A new plan to fund public schools was filed yesterday. Its goal is to ensure that all school districts have 90 percent of the resources needed to provide a no-frills, meat-and-potatoes "adequate" education. It would also have the state pay teacher pensions in the Chicago Public School District (the state already pays pensions in all other districts). To learn more about this legislation, go read the bill or just listen to one of its authors, Diane Rutledge, explain it.
State Representative Will Davis, a Democrat from Hazelwood, is sponsoring this particular plan. The basic concept, however, has been discussed for more than a year, touted by Republican State Senator Jason Barickman and promoted by the Management Alliance — an umbrella organization that encompasses all the school superintendents, board members, and other upper-echelon education officers. They refer to this measure as the “evidence-based funding formula."
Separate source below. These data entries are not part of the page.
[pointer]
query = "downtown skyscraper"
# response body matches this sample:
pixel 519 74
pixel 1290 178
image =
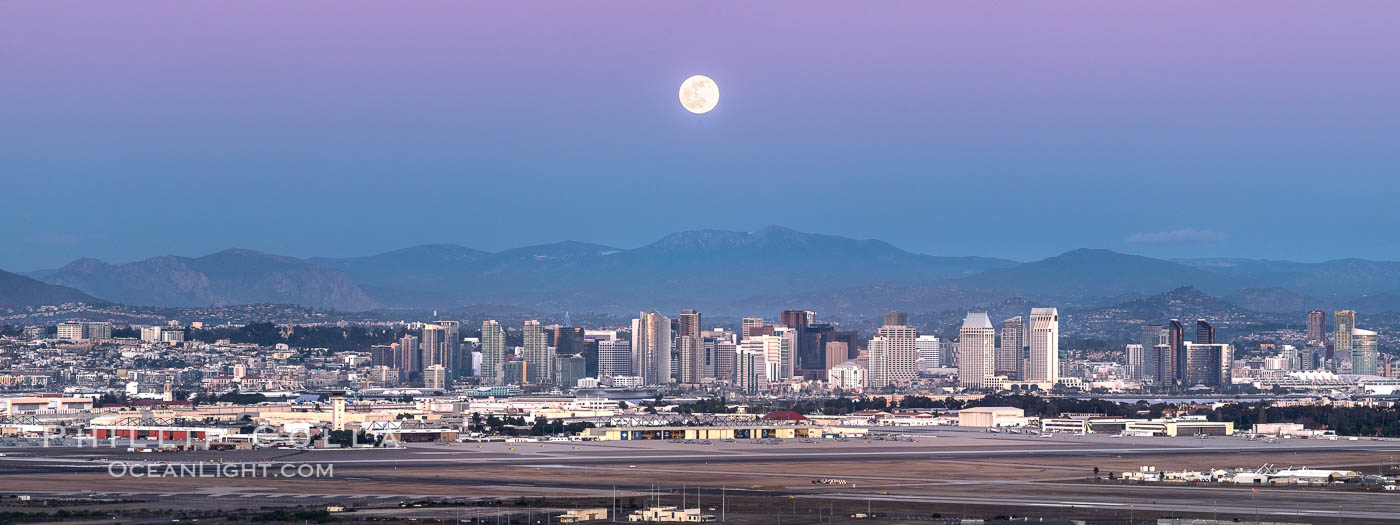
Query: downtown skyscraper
pixel 976 350
pixel 690 346
pixel 651 347
pixel 1318 328
pixel 539 359
pixel 900 356
pixel 1151 338
pixel 493 353
pixel 1043 364
pixel 1011 352
pixel 1204 332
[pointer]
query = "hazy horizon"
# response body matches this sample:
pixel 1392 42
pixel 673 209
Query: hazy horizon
pixel 1252 129
pixel 630 247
Most educators and lawmakers agree that the current funding formula needs a complete overhaul because it’s the most inequitable in the nation. Some districts have just about $6,000 per student per year; other districts spend four or five times that amount. But with the state's finite pool of cash, how do you get more money for the poor districts without taking some away from the wealthy ones?
Rutledge, who helped write this new plan, says it avoids that problem.
No one can say how much this will cost. That’s because it wouldn’t go into effect until the 2017-18 school year, which is in fiscal year '18. And remember, the main selling point is that no district will lose money. That means that — assuming lawmakers pass some sort of school funding plan this week — districts will be held harmless at that level.